Di Francesco guida un Pescara in cerca di rivincite

L'ex giocatore di Piacenza e Roma allena gli abruzzesi: squadra giovane e frizzante, che però ha solo due punti in classifica. Mancheranno il giovane Verratti e gli infortunati Ariatti, Stoian e Olivi

Scontro tra neopromosse al Franco Ossola. Nell’anticipo di venerdì 17 settembre (in campo a Masnago alle 20.45) il Varese di mister Sannino sarà di fronte al Pescara allenato dall’ex centrocampista di Piacenza e Roma Eusebio Di Francesco. Lo scorso anno gli abruzzesi ottennero la promozione sul filo di lana, superando ai playoff il favorito Verona e tornando nella serie cadetta dopo tre anni di purgatorio. Il presidente è Giuseppe De Cecco, erede della stirpe della pasta già proprietaria dei bianco celesti negli Anni Ottanta, mentre in società al fianco dell’esperto direttore generale Fabrizio Lucchesi è stato promosso l’ex difensore Daniele Delli Carri. Insieme hanno costruito una squadra giovane, che vuole arrivare in alto. I primi risultati non hanno però premiato i pescaresi, fermi a quota due punti in classifica: dopo il buon esordio con i pareggi con Siena ed Empoli, sono arrivati i rovesci contro Triestina e Atalanta. Uno solo il gol messo a segno dagli abruzzesi (contro il Siena, autore Sansovini), quattro quelli subiti.
 
Contro il Varese mancheranno, oltre allo squalificato Verratti (giovane classe 1992, ritenuto una Pinna, portiere del Pescarapromessa del calcio italiano e ambito da molte squadre di serie A), Di Francesco dovrà rinunciare agli infortunati Olivi, Ariatti, Aquilanti (l’ex Pro Patria non è ancora pronto) e Stoian. Il mister dei pescaresi dovrebbe rilanciare in mezzo al campo il mastino Tognozzi (al rientro dopo la maxi squalifica ricevuta nella finale d’andata dei play off contro l’Hellas Verona) e sulla fascia l’ala Bonanni. In porta c’è l’uomo di maggiore esperienza, Salvatore Pinna, classe 1975, una vita tra serie C1 e serie B (foto dal sito www.pescaracalcio.com).

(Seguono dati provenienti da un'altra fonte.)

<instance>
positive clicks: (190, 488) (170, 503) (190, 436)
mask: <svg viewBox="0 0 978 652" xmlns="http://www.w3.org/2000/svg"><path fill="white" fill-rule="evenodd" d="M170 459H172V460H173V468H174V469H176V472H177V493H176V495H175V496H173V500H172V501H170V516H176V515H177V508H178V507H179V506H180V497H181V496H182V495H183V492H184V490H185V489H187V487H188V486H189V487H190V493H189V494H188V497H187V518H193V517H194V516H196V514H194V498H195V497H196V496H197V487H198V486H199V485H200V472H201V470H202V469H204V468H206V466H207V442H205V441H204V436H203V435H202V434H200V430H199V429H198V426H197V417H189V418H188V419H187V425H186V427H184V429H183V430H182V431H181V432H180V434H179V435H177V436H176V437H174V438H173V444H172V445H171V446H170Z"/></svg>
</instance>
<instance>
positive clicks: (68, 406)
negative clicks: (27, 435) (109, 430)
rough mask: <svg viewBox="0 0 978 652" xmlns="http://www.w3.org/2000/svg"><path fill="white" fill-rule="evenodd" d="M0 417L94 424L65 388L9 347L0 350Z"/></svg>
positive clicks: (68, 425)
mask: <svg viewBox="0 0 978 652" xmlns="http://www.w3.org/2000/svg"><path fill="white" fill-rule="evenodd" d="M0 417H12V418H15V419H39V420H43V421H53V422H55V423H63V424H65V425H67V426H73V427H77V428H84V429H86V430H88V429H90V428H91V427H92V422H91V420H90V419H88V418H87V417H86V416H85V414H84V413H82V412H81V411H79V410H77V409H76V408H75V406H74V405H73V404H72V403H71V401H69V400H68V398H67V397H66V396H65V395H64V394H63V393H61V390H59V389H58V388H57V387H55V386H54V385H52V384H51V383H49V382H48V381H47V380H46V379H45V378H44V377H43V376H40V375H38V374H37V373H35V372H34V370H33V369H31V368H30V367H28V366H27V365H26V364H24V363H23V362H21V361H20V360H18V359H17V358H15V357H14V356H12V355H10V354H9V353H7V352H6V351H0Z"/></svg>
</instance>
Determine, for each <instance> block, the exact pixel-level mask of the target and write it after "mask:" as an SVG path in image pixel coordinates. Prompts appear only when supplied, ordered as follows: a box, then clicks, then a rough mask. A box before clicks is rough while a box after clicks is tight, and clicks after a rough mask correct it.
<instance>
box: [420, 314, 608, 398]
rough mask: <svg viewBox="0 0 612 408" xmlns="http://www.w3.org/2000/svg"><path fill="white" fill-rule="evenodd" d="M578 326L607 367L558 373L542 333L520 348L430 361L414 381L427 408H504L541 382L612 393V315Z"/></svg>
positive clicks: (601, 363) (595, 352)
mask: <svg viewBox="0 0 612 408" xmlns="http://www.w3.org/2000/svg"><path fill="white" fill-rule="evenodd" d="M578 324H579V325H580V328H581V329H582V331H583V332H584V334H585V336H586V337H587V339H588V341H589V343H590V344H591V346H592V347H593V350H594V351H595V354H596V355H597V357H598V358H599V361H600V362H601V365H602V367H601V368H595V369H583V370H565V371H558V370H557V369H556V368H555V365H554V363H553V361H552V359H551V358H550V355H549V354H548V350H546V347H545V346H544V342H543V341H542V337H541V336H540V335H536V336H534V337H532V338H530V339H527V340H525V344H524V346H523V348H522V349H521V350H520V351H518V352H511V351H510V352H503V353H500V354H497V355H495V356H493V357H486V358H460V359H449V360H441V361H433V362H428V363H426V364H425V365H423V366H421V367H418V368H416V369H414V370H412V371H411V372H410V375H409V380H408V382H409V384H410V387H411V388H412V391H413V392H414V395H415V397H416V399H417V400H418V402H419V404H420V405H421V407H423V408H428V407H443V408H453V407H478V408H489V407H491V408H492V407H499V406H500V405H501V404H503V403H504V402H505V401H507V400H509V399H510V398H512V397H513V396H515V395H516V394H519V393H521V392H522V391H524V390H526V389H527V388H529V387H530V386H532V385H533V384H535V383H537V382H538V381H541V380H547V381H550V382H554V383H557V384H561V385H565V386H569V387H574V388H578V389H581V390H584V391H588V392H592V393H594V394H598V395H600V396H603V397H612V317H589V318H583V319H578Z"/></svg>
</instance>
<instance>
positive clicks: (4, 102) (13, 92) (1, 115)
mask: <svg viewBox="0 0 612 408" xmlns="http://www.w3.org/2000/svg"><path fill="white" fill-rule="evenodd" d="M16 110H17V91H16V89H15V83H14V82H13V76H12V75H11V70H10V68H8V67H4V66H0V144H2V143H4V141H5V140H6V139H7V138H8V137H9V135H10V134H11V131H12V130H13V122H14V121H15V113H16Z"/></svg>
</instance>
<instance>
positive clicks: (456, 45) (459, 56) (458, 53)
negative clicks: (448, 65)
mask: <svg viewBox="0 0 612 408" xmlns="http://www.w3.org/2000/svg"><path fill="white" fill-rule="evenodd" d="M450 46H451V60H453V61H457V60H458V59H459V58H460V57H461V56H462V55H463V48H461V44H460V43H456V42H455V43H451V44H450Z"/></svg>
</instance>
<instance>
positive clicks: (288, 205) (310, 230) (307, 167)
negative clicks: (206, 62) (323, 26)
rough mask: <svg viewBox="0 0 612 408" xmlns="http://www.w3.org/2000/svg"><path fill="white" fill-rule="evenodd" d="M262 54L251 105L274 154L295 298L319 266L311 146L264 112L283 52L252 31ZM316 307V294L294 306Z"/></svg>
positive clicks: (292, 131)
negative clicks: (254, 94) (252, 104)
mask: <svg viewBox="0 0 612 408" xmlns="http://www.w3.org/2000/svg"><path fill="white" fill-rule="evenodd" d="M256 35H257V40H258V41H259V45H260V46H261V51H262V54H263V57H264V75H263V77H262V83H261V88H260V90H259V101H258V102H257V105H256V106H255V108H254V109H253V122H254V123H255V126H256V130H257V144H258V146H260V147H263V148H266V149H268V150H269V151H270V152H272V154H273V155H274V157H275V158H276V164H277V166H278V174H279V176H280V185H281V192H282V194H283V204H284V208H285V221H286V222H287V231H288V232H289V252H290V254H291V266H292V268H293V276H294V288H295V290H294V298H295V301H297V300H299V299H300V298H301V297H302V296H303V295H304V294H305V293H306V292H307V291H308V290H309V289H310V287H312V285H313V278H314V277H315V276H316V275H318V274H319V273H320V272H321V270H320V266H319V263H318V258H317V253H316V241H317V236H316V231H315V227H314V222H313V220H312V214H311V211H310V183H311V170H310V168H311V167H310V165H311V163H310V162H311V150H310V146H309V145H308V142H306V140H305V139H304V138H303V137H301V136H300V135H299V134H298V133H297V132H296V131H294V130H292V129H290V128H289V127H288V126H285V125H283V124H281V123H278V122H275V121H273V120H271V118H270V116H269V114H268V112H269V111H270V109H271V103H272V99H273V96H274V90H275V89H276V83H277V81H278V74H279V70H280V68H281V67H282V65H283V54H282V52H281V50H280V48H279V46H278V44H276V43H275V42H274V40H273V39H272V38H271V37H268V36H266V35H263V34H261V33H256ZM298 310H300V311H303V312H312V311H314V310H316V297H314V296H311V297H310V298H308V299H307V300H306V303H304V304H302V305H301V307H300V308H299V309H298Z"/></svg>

In difesa senza Olivi spazio a Sembroni al centro con Mengoni, mentre sulle fasce dovrebbero essere confermati Zanon a destra e Petterini a sinistra. In mezzo al campo cambierà qualcosa: fuori Nicco e spazio agli ex reggini Tognozzi e Cascione, con Gessa a destra e Soddimo a sinistra (anche se Di Francesco potrebbe scegliere Bonanni, magari a partita in corso). Davanti il compito di pungere è affidato al duo Sansovini-Maniero, con l’autore del gol promozione Ganci come alternativa. In difesa occhio all’under 21 Mazzotta, classe 1989, scuola Palermo, lo scorso anno protagonista nel Lecce.
 
Una squadra che in Lega Pro ha espresso un bel calcio. Come il Varese punta molto sulle fasce, con un centravanti di movimento abile ad inserirsi negli spazi come Sansovini e due ali pronte a puntare l’uomo e crossare: Soddimo (scuola Samp) può far male, ma ha il limite di essere discontinuo; Gessa è simile a Zecchin e Carrozza, abile nel dribbling, ma impreciso sotto porta. Gli abruzzesi contano molto sui gol di Maniero, poche stagioni fa protagonista nella Primavera della Juventus: deve ancora ambientarsi nella categoria e trovare l’amalgama con Sansovini e Ganci. Buona la coppia di centrali in mezzo al campo, con Tognozzi delegato al recupero palla e Cascione pronto a rilanciare e dettare i tempi di gioco. In difesa, davanti al bravo ed esperto Pinna, l’anello debole potrebbe essere il giovane Sembroni, affiancato dal solido Mengoni.